Markets Surprised by Western Europe’s Top Oil Producer


Markets Surprised by Western Europe’s Top Oil Producer
As Middle Eastern output is climbing to records amid OPEC’s battle to defend market share, production increases from Norway and the neighboring U.K. are adding to a global supply glut.
“The road ahead is far from smooth” as large stockpiles are forecast to keep weighing on oil prices even as the market balancing is progressing, said the International Energy Agency last month.
The Petoro CEO said that how much of the companies’ cuts are actually lasting improvements is hard to know at this point in time.

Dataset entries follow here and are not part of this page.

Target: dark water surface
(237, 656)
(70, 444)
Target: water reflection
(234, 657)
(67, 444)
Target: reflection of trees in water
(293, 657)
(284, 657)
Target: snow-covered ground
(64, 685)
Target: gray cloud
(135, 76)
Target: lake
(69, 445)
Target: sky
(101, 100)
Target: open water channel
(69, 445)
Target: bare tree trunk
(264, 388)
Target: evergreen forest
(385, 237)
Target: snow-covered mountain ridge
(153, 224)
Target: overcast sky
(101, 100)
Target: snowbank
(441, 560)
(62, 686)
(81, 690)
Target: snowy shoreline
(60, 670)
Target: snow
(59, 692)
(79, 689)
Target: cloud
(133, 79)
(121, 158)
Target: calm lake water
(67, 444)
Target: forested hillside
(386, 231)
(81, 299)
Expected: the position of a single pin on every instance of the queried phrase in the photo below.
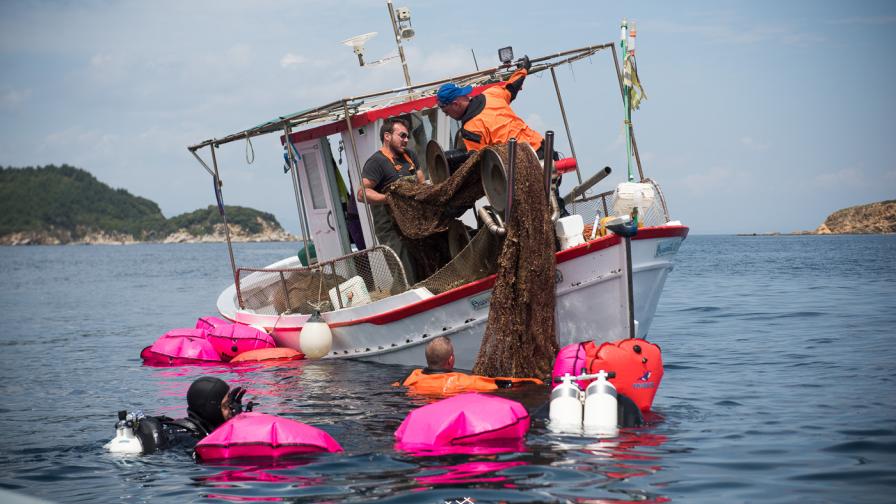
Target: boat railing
(351, 280)
(593, 208)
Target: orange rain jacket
(489, 120)
(456, 382)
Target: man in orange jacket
(487, 119)
(439, 376)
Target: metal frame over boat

The cost savings for the industry however needs to be made in such a way that the supply companies are not hurt by the cost saving attempts. There is tremendous pressure on the supply companies to reduce the prices they charge for services. For the oil industry, the supply industries provide services and equipments from drilling to catering and platform to engineering and construction activities in drilling.
“You also need to talk about real efficiency improvements. It’s important to have a sustainable supplier industry in Norway, which can both deliver efficient products and develop the new technology that allows us to take the next step forward,” Moen said.
It wouldn’t be “unnatural” that the market downturn also led to a change in the industry structure through more transactions, said Moen when he was referring to the merger of Det Norske Oljeselskap ASA and BP Plc’s Norwegian unit.
“What’s important to us is that we have a diversity of companies that have the ability to implement projects,” she said.
To combat a rout that has left oil prices 60 percent lower than two years ago, investments have been slashed and efficiency is sought to be increased by companies led by state-controlled Statoil ASA which operates about 70 percent of the fields. But thanks to more efficient operations and past investments that have just started delivering barrels, current output has risen even as spending on future production dwindles.
While gas output has missed expectations in only three months over that time, crude production in the Scandinavian nation has exceeded the Norwegian Petroleum Directorate’s forecasts each month since July 2014. The NPD said in July that there had been an increase of 2.8 percent in the amount of oil pumped in the first six months of 2016 compared to expectations.
Based on NPD figures, analysts say that it would rise to 91.5 million cubic meters from 90.8 million cubic meters in 2015 if oil production continued to exceed at the same pace for the remainder of the year. This means that mean output would rise unexpectedly for a second year and would defy a forecast drop. After output halved from a peak in 2000, it would also be a third consecutive annual increase.
On pace to surpass last year’s record 117.2 billion cubic meters, gas output has beaten forecasts by 12 percent this year.

Petoro’s Moen said that efficiency improvements haven’t come at the expense of maintenance work on offshore fields while the efficiency improvements in production depend on companies keeping a focus on profitability.
Higher well productivity, an optimization of maintenance activity and a dramatic reduction in unplanned production losses has led to the higher output, Statoil CEO Eldar Saetre, said late last month.